Bullaun stone, Sevenchurches, Co. Wicklow
Co. Wicklow |
Holy Sites & Wells
Tucked into the base of the north wall of the cathedral chancel at Glendalough's Sevenchurches complex, a roughly square boulder sits so close to floor level that most visitors walk straight past it.
It is a bullaun stone, a type of early medieval stone with one or more cup-shaped hollows ground or worn into its surface, and examples like it are found across Ireland at monastic and sacred sites. What makes this one quietly peculiar is its position: rather than standing freely in a churchyard or beside a holy well as many bullauns do, it has been built directly into the fabric of a cathedral wall, incorporated into the internal face of the stonework near the north-east angle.
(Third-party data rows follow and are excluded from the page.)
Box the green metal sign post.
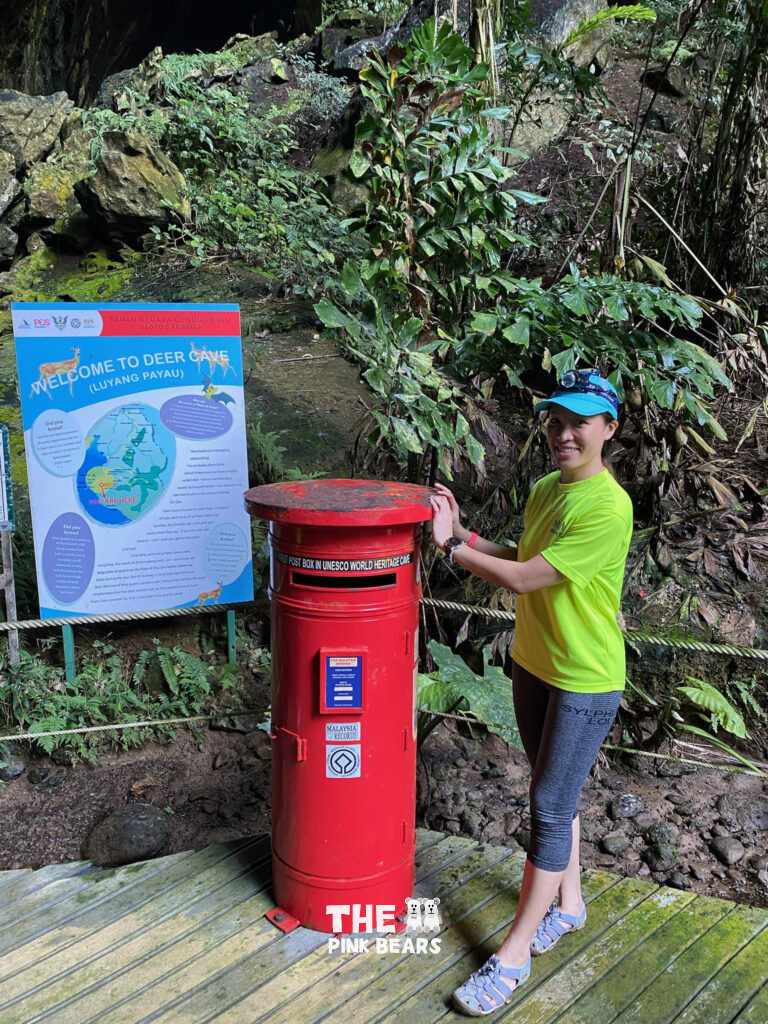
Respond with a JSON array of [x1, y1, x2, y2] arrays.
[[0, 423, 18, 665]]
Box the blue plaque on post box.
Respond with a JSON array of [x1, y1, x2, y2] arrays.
[[321, 648, 364, 712]]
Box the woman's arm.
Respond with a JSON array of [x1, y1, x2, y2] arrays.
[[431, 495, 565, 594], [434, 483, 517, 561]]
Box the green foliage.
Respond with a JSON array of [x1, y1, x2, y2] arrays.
[[677, 676, 748, 739], [248, 420, 325, 485], [419, 640, 522, 750], [0, 640, 243, 762], [83, 51, 352, 297], [455, 266, 730, 433]]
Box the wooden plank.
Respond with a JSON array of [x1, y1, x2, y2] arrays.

The stone was recorded by Healy in 1972 as a boulder measuring roughly 0.58 metres by 0.58 metres, with a single basin of about 0.28 metres in diameter and 0.09 metres in depth. Those are modest dimensions, the basin little wider than a spread hand, but the deliberateness of the hollow is unmistakable. How or when it came to be set into the wall is not recorded, and whether it was placed there intentionally as a kind of re-use of an older sacred object, or simply pressed into service as convenient building material, remains an open question. Either possibility says something interesting about how early Christian communities in Ireland related to objects that predated or accompanied their own traditions.